Cuando el fin justifica los miedos.

MiedosEl fin, según aprendí leyendo a Maquiavelo, justifica los medios. En consecuencia, temo mucho, la aceptación natural del fin está supeditada al reconocimiento, admisión y beneplácito de los medios. No puede ser de otra forma. No si lo que se busca como tal es la consecusión de objetivos y, en una de esas, la consagración de ciertos logros.

Dicho en otras palabras, si mamar y silbar son, como todo mundo debería saberlo, tareas de suyo incompatibles, el implicado, por principio de cuentas, debe tener presente que no se pueden hacer, por muy hocicón que sea, ambas cosas a un mismo tiempo. Del mismo modo, ya entrado en gastos, el susodicho igualmente ha de asumir, tras elegir aquella que mejor convenga a sus inquietudes e intereses, que no se puede silbar sin de pronto escupir, ni mamar sin que en una de esas se pegue un tope.

Sin embargo, la vida no se llamaría vida sin los lúdicos casos de aquellos que, tras nunca haber tenido maldita la cosa y por azares del destino llegan a tener, resulta que quieren los placeres del azul celeste sin que les cueste ni un tantito.

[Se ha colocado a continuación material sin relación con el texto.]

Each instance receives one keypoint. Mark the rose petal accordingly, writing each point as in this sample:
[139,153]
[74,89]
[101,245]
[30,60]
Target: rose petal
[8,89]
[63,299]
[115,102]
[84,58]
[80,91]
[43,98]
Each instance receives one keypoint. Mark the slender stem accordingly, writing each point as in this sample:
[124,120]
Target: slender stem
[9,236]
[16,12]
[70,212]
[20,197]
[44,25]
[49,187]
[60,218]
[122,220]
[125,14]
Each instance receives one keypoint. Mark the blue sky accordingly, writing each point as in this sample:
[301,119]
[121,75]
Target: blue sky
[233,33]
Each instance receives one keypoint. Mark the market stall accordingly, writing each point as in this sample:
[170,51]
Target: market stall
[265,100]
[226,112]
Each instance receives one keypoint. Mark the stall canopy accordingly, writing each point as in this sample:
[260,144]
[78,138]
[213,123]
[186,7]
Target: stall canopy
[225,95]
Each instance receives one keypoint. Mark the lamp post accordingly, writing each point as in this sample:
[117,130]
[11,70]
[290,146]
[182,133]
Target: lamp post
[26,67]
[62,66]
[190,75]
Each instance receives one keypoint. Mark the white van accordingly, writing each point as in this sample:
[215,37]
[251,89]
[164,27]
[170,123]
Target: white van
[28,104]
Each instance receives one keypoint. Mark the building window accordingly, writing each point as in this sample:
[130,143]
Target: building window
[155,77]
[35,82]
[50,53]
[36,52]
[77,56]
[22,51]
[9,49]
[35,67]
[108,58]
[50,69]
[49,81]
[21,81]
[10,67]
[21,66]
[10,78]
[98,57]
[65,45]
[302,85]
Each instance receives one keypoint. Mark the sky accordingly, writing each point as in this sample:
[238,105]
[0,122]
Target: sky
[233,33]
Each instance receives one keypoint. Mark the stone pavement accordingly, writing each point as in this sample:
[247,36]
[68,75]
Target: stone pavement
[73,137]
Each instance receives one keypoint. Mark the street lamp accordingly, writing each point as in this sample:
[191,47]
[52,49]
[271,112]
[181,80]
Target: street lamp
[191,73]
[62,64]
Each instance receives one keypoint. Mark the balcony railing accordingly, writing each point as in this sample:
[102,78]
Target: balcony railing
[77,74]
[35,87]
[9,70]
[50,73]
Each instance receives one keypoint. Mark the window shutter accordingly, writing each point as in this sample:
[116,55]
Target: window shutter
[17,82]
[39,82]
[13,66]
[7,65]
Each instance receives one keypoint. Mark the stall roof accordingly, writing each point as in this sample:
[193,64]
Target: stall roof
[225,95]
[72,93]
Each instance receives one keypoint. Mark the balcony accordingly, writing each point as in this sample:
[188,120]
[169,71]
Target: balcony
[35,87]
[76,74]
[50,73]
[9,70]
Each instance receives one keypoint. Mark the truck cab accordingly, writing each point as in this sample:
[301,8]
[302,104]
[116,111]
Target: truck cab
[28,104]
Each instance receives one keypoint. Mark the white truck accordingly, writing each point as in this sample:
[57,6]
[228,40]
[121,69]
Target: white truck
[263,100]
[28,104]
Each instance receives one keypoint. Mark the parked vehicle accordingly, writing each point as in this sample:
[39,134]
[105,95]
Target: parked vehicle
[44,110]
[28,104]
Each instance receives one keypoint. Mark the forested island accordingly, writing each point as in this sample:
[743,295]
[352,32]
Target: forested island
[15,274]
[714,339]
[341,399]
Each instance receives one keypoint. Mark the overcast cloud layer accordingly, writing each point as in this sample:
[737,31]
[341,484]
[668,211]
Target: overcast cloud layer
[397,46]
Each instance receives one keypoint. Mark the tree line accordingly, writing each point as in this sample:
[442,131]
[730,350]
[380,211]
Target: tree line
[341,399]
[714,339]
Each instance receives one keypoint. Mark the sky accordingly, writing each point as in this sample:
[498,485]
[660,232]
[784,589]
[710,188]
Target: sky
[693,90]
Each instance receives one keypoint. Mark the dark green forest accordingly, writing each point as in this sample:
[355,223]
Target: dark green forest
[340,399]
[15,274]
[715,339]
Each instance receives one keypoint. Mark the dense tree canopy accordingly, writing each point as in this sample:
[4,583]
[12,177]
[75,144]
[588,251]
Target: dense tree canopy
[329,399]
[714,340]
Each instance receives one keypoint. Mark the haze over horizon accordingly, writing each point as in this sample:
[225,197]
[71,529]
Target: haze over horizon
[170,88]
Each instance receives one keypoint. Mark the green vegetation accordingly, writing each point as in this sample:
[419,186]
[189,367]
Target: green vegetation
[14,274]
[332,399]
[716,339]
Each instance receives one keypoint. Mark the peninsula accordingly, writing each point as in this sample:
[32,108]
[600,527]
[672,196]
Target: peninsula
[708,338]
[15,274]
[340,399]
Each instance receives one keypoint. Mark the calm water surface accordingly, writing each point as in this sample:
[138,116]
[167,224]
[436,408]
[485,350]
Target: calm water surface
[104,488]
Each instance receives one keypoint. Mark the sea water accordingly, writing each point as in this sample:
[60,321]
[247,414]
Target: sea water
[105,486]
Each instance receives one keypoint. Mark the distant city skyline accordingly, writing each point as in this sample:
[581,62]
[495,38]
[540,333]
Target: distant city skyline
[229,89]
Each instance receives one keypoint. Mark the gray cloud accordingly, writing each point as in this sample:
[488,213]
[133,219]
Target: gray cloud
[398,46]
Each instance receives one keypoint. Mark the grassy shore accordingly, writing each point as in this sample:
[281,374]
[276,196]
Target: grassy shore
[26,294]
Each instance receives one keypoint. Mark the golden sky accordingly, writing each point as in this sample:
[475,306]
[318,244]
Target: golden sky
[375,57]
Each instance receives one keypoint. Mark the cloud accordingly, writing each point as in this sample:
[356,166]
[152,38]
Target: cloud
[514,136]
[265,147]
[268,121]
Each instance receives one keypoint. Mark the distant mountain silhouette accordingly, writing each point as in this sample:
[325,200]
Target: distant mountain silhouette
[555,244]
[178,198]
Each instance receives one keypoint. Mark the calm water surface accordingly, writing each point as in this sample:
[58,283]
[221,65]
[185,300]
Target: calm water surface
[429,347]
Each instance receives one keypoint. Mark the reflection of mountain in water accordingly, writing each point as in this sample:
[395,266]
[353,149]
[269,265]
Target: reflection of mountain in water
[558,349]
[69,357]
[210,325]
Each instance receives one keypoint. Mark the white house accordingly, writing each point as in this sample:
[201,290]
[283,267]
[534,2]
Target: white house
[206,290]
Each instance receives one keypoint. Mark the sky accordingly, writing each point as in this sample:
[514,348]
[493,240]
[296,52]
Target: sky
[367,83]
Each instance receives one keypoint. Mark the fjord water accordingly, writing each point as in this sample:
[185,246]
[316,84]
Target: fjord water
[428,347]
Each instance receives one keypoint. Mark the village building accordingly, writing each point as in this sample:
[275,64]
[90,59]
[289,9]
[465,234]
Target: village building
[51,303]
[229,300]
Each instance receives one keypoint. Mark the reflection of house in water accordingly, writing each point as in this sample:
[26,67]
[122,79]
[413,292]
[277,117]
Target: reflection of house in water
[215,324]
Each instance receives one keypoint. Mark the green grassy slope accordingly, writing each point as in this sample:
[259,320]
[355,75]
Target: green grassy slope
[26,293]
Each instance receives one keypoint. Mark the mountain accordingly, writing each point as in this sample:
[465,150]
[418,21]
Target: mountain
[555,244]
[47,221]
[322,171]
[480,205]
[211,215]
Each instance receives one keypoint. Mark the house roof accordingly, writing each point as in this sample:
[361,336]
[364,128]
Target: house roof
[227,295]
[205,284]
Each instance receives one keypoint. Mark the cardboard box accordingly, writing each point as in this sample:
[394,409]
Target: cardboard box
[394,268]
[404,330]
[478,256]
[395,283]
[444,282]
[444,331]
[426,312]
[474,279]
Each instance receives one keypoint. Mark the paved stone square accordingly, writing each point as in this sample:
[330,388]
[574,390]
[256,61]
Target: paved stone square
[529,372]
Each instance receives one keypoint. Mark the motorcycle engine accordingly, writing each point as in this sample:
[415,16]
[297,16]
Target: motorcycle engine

Toman posesión del fin pretendiendo pasar por alto los medios y en su afán de no asumir ni correr riesgos, se dan a la labor de desarrollar una paranoia de tal envergadura que en cuestión de tiempo, menos del que cualquiera pudiera imaginar, les llena la casa de mieditos, mismos que se dedican a apapachar y ver crecer con la abnegación propia del padre que entiende en la sobreprotección de los hijos la única forma de garantizar la preservación de su propia especie.

Es entonces cuando la marrana twists the tail y la frase cambia en su sentido y contexto: El fin justifica sus miedos.

Ya no es el fin entendido como objetivo, sino el fin en su contexto temporal: «The End»; y ya no son los medios, sino los miedos, el vehículo para justificar su proceder y, en el peor de los casos, su improceder ante la ineludible tarea de tomar decisiones. Asumir se vuelve repartir y el riesgo no se toma, sino se enajena, sea por las buenas o por las malas.  Pero no es que les sobren las razones, pues el miedo, dicen como consuelo, no anda en burro. Sí en cambio es que de tanto cacarear se va complicando eso de poner los huevos. Y así, de a poquitos, como no queriendo la cosa, la maravilla del poder va tornando en penitencia.

Abandonar el barco, jamás. Eso no es algo que se le pueda pedir a quien toda la vida se ha asoleado bajo la etiqueta de náufrago. Como sea, a pesar de sus miedos y muchas veces a través y con salvocunducto de ellos, abrazándoles a su pecho como la mejor de las coartadas, defenderán su posición y tratarán de convencer al prójimo que ellos tienen la razón de su actuar y más aún, de defender su porción de tierra firme, no importa que para ello deban enfangar la de los demás, si de ello depende atender su simple y llano derecho de poner a salvo su pellejo.

Una y otra vez harán y se deslindarán; dirán y desmentirán, hablarán de todo y todos omitiendo los detalles que les implique y venderán a su propia hermana de ser preciso, a fin de calmar la ira del monstruo ambicioso pero temeroso que les gobierna desde las entrañas.

Pero nada es para siempre. Cuando llega la hora de poner cada cosa en su lugar, no hay pero ni miedo que valga. Irremediablemente a cada uno le irá tocando pagar en la medida que fue comprando enemigos y vendiendo su alma al diablo en busca de alianzas.

La justicia tarda, pero llega. Y así es como el abusivo aprenderá que del placer al padecer hay la misma distancia que del gozo al pozo.